The “Tax Increase Prevention and Reconciliation Act” (TIPRA) was signed into law by the President on May 17, 2006. The most talked about provisions in this law were the short-term alternative minimum tax relief for 2006 and the extension of the current low-taxed capital gains and dividends rate that was due to expire after 2008. However, it also carried a number of other changes affecting individuals and businesses, and included corporate and foreign provisions, technical corrections and extensions of several provisions. Some of these are:

  • kiddie tax age limit raised from under 14 to under 18 for tax years beginning after Dec. 31, 2005.  

  • income limit on Roth IRA conversions eliminated for tax years beginning after Dec. 31, 2009.

  • extension of increased Code Sec. 179 expensing for small business through the end of 2009. 

  • modification of the 50% W-2 wage limit on the Code Sec. 199 domestic production deduction, effective for tax years beginning after May 17, 2006. 

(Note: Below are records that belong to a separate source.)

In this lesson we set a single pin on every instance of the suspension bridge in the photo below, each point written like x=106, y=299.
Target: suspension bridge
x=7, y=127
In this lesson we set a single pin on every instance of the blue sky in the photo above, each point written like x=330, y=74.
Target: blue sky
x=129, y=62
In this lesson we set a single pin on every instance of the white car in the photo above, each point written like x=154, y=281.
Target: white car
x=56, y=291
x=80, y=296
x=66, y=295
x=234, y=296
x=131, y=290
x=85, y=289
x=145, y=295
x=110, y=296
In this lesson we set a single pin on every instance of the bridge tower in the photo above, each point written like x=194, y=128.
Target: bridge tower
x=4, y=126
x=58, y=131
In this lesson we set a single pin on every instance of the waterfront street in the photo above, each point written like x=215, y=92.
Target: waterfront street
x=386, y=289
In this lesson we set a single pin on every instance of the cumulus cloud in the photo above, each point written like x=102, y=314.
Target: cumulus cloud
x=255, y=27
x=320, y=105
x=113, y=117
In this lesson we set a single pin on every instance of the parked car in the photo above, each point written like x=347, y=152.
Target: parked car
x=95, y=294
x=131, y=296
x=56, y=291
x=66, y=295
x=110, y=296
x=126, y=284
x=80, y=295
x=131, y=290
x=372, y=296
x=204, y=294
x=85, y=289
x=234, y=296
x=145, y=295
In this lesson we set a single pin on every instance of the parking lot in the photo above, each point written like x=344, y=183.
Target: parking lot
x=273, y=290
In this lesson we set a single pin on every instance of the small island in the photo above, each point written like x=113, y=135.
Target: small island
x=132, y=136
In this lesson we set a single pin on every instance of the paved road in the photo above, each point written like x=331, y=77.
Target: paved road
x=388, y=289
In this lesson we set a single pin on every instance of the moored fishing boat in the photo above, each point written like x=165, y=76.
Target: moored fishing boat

  • information reporting required for tax-exempt interest after Dec. 31, 2005. 

  • changes for corporate estimated tax payments due on Sept. 15, 2010 and Sept. 15, 2011. 

  • capital gain treatment allowed for self-created musical works at the taxpayer's election for a pre-Jan. 1, 2011 sale or exchange in tax years beginning after May 17, 2006. 

  • amortization of expenses paid for musical works and copyrights for tax years beginning after Dec. 31, 2005 and before Jan. 1, 2011. 

  • the active business test for a tax-free corporate spin-off is simplified for distributions made after May 17, 2006 and before Jan. 1, 2010. 

  • changes (some not favorable to taxpayers) to the foreign earned income exclusion and housing allowance for U.S. citizens working abroad for tax years beginning after Dec. 31, 2005.